Message/Author 


Greetings, The new skew SEM possibilities are really great! I have some questions regarding practical implementation. (1) Typically, models use a number of variables that may fit normality assumptions to various degrees. (a) Thus, how would you recommend we pick which one of the three available distributions(skewnormal, skewt, t)? Maybe start with SKEWT and look at the indicators of skewness and df? Would a SKEWT analysis be in any way biased if the data are more SKEWNORMAL or T (I think not as even normal data seems correctly estimated with SKEWT based on your paper)? Would you recommend any specific guideline to select the distribution? (b) I also saw that you can select specific variables in a single model for which to use the SKEW distributions (but not the others). Any guideline to suggest to determine the level of skewness that justifies dropping normality assumptions for a specific variable? (2) Many studies used Likert items (orderedcategorical). Simulations showed that treating these variables as continuous and using ML/MLR estimation is robust as long as there are more than 5 answer categories, whereas WLSMV tends to be better with less categories. You mention that the SKEW estimators are designed for continuous data. How does that translate to Likert items? For instance, would there be any problems in using MLR with a SKEW distribution with Likert items with 67 answers categories? 

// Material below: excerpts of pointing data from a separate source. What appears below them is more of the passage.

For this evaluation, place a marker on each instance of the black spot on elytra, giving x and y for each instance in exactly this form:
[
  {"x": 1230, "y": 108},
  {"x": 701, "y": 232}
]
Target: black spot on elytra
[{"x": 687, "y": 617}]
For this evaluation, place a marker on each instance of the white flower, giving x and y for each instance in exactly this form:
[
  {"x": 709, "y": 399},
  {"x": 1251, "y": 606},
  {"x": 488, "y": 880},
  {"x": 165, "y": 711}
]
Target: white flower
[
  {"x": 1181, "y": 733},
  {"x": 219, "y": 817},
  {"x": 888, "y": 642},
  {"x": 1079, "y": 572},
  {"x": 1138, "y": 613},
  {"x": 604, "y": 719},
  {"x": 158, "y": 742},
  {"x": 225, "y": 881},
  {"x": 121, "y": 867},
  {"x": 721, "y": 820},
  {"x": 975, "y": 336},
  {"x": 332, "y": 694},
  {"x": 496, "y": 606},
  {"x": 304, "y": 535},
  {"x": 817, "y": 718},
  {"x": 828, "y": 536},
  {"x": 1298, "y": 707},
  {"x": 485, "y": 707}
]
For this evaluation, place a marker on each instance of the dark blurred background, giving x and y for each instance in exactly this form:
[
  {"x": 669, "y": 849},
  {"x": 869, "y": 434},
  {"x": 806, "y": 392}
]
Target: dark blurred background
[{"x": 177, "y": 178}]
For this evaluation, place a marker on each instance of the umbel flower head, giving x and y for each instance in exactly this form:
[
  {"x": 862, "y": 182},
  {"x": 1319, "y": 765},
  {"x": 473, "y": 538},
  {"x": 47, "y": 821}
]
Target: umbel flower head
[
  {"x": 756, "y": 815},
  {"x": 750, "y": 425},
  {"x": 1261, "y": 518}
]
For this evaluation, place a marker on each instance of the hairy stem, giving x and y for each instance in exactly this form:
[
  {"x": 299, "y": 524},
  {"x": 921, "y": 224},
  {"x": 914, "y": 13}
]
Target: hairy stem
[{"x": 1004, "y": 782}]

I'd try a sequence: Normal, t, skewnormal, skewt. If the skew and kurtosis is small (say less than plus minus 0.5?) you might get a better BIC with normal. But using say a skewt would not hurt but simply get skew approx = 0 for more normal variables. Skewnormal can't accommodate skews larger than plus minus 1. We've had problems fitting skewt with Likert scales, at least if all answer categories don't have high frequency, but more experience is needed. Courses dealing with these new features are listed on our website. There will be handouts from these courses posted on our website shortly. There is a handout posted already from my 5/6/14 presentation to PSMG. There will be a videotaping of the July Psychometric Society 1day training on this that we will post. 

Ted Fong posted on Friday, May 16, 2014  2:58 am



Dear Dr. Muthén, I have tried factor mixture analysis with nonnormal distributions using the newly released version 7.2 and have a few questions regarding this new analysis: 1) In your mixture examples in Webnote 19, MLF and ML were used as estimators instead of the default MLR. Which estimator(s) do you deem suitable for nonnormal mixture modeling? Tech11 is not available without using MLR. Do you think it is essential to use MLR to obtain Tech11 or it is okay to simply rely on BIC for model comparison? 2) The 2class, 2factor FMA with t gives a much smaller BIC over the FMA with normal and its results make substantial sense. The model warns about the low df parameters (2.77 and 2.91) and infinite skewness in both classes. May I ask what are the distributional assumptions of the skewt distribution and how should one interpret the infinite skewness? 3) In page 10 of Webnote 19, it is written that ‘models with v < 3 should be used only for modeling data with substantial heavy tails and outsiders’, does this mean that I should not go on to perform FMA with skewnormal or skewt as their results would not be valid in my case of infinite skewness and should instead focus on the FMA results with normal and t? 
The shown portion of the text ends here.